It’s almost blasphemy in English football circles to speak ill of Wembley, but Mauricio Pochettino will have to be sick of seeing that place.
In 2017, Pochettino’s Tottenham were forced to leave the comfortable confines of White Hart Lane, where they had just spent an entire season unbeaten, to the uncharted expanses of Wembley while their new stadium was being built. The Spurs ended up spending 18 months on Brent and their progress faltered.
Pochettino also missed three highlights at Wembley with Spurs, making Chelsea’s defeat to Liverpool on Sunday in the Carabao Cup their fourth consecutive defeat at the National Stadium in an independent match, and the most painful and damaging of all.
Forty-eight hours later, Pochettino was still dealing with the fallout from Gary Neville’s immediately memorable word about his Chelsea side in the match commentary.
Neville, for those who don’t know, described the festival as “[Jurgen] Klopp’s sons opposed to blue works of billion-pound bottles” after a header from Virgil van Dijk in the 118th minute secured a 1-0 win for a young, exhausted man. Liverpool in full extra time.
Speaking ahead of tonight’s unmissable FA Cup game five against Leeds United, Pochettino called Neville’s comment “unfair”, but the damage has already been done.
The ‘billion-pound jobs’ label now threatens to take over Chelsea and Pochettino, and may even go so far as to delineate and immortalise this new era at Stamford Bridge.

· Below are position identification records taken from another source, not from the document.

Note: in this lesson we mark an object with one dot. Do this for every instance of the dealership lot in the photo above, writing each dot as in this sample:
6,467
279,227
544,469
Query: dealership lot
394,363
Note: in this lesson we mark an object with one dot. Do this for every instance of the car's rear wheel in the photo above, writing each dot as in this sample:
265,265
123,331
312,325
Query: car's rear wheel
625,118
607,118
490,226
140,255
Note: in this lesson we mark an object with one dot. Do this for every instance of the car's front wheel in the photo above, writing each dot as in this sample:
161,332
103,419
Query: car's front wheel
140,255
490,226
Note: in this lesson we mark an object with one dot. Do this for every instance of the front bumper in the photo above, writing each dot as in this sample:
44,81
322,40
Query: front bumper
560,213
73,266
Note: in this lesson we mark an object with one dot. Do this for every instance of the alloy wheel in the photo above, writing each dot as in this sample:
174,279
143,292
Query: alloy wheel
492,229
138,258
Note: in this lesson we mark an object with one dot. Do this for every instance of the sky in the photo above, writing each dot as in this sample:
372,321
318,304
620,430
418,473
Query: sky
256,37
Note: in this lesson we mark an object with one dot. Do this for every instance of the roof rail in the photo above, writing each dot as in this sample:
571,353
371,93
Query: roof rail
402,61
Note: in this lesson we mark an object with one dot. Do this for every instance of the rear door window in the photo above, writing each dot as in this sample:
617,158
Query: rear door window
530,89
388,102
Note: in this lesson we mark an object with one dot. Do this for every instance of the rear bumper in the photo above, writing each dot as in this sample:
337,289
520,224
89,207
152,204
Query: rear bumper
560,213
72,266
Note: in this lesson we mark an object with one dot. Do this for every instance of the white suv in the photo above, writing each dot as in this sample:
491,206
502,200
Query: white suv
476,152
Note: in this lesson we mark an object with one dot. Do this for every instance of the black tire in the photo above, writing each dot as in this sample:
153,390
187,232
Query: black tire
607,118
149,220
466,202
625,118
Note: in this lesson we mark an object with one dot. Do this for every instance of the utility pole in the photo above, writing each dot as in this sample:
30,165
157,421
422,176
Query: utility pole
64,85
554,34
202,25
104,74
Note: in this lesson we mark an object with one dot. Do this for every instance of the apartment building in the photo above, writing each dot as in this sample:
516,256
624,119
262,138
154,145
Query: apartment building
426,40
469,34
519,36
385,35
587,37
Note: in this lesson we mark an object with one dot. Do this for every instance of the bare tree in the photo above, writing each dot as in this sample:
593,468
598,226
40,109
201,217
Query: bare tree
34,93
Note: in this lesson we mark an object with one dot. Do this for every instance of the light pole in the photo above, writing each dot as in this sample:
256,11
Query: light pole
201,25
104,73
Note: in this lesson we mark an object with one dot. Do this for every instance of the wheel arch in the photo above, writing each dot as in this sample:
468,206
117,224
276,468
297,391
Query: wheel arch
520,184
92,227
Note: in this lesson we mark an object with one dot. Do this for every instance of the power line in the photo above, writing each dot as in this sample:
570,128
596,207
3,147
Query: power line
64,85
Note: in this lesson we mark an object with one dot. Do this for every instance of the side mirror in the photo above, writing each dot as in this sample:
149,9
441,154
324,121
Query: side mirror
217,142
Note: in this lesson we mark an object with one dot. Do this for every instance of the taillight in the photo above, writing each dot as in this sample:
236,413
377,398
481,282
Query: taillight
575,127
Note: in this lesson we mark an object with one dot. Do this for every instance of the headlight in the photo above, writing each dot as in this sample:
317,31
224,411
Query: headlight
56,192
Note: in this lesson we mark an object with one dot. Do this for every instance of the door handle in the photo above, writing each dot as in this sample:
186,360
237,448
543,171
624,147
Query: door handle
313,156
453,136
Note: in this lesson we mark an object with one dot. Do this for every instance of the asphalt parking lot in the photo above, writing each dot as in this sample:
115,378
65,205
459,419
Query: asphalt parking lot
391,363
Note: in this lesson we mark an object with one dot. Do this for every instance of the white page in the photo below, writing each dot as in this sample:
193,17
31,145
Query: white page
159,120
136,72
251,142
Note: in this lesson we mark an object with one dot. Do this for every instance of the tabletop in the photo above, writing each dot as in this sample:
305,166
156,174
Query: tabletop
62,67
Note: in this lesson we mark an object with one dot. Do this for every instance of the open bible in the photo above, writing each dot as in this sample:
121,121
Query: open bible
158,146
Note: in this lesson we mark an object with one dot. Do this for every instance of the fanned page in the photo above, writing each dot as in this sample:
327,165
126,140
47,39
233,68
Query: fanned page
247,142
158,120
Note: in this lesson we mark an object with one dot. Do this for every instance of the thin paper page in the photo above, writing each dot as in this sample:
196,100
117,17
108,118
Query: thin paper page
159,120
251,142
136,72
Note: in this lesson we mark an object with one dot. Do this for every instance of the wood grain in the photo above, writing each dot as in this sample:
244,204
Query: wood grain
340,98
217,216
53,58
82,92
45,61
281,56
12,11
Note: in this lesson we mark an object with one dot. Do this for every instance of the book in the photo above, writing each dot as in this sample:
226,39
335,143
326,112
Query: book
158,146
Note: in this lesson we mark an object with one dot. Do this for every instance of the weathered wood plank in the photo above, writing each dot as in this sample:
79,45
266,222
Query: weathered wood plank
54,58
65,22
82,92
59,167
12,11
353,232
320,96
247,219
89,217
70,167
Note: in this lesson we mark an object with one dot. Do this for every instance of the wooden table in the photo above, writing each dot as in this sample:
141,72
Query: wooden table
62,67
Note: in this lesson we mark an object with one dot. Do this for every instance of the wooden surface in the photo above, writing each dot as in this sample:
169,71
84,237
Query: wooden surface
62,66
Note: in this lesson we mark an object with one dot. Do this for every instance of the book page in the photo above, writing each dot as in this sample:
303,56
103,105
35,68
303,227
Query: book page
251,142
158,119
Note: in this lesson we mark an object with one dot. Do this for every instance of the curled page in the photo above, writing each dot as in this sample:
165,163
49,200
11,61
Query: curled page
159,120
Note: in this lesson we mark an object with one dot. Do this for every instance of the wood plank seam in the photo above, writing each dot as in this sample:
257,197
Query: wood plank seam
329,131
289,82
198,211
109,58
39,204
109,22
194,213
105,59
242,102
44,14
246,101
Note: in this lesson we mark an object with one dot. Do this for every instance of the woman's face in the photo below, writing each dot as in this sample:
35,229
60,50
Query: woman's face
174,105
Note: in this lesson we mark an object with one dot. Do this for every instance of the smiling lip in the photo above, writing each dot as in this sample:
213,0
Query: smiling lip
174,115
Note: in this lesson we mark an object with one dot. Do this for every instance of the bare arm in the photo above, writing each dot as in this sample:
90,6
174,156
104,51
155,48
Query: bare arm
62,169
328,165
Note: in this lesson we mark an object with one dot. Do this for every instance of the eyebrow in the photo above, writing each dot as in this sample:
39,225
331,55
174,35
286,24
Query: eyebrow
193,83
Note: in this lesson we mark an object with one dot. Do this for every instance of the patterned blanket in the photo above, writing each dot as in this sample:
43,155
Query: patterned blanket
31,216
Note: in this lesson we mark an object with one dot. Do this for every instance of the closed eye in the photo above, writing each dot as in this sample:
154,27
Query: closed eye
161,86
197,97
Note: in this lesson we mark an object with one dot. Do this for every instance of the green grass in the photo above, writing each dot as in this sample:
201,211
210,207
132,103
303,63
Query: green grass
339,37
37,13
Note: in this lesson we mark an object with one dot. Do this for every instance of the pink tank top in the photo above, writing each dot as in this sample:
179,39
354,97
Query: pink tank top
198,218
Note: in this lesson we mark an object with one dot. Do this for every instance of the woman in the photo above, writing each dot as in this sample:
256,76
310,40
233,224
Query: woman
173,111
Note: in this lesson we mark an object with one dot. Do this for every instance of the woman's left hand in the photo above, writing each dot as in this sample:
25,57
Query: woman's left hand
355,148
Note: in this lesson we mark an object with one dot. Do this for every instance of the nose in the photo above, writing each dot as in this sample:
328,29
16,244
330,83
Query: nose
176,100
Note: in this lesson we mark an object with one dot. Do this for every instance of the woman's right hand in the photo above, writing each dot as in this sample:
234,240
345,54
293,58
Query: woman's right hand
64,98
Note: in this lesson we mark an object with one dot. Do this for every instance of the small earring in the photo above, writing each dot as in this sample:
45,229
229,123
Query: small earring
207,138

Jamie Carragher, Neville’s colleague and coaching partner, predicted on Monday Night Football that Chelsea would be known as the billion-pound bottler until they win something.
More pertinently for Pochettino, his Tottenham side have been referred to as “Harry Kane’s team” through Pep Guardiola, who has been delayed and may never shake off his “Spursy” label during his five-and-a-half years in charge.
Pochettino’s failure to win anything at Tottenham has not been forgotten and, rightly or wrongly, many Chelsea enthusiasts feel that he is not really a winner and that he has transported his Spursy all over London.
For me, Pochettino remains at the bottom of the list of culprits for Chelsea’s disappointing season.
Chelsea’s capitulation in extra time on Sunday and Pochettino’s unconvincing explanations of his functionality (adding the admission that his team were game consequences before Van Dijk’s attack) reinforced that view among his critics.
For me, at least, Pochettino remains at the bottom of the list of others to blame for Chelsea’s disappointing season and disappointment on Sunday.
He is guilty of gutting a Champions League-winning team, nor is he guilty of allowing more than £1 billion to be spent on an organisation of callous substitutes.
He is not the mastermind of a flawed business style that will likely force Chelsea to keep promoting academy players in order to stay within the Premier League’s rules of profits and sustainability.
Pochettino is innocent, but he presides over a disaster that is his fault.
One wonders, however, whether the ubiquity of Neville’s phrase could hurt Pochettino, and the framing of Sunday’s defeat did in fact heighten the sense that the head coach is likely to be the biggest victim of Chelsea’s dysfunction.
It is significant that after the game, Pochettino wondered wistfully if he had run out of chances to win titles in the UK.
When he left Spurs in 2019, Pochettino rightly belonged to an elite group of coaches, linked to jobs at Real Madrid and Manchester United. His next step will surely be at a European heavyweight and, of course, he embarked on Paris Saint-Germain. chaotic and with new money, no doubt, but with a leading trio formed by Lionel Messi, Neymar and Kylian Mbappé.
There is still time for Pochettino to triumph at Chelsea and make the defeat to Liverpool a valuable lesson, just like at Spurs, where he also lost the League Cup final in his first season, but made a huge impact.
But if his time at Chelsea ends unsuccessfully, he will most likely leave his post with a tarnished reputation and his position among Europe’s elite coaches threatened.
As Pochettino himself has suggested, his players have time to forget about Sunday’s defeat and, with it, Neville’s bottlers label, but it may not be so easy for him.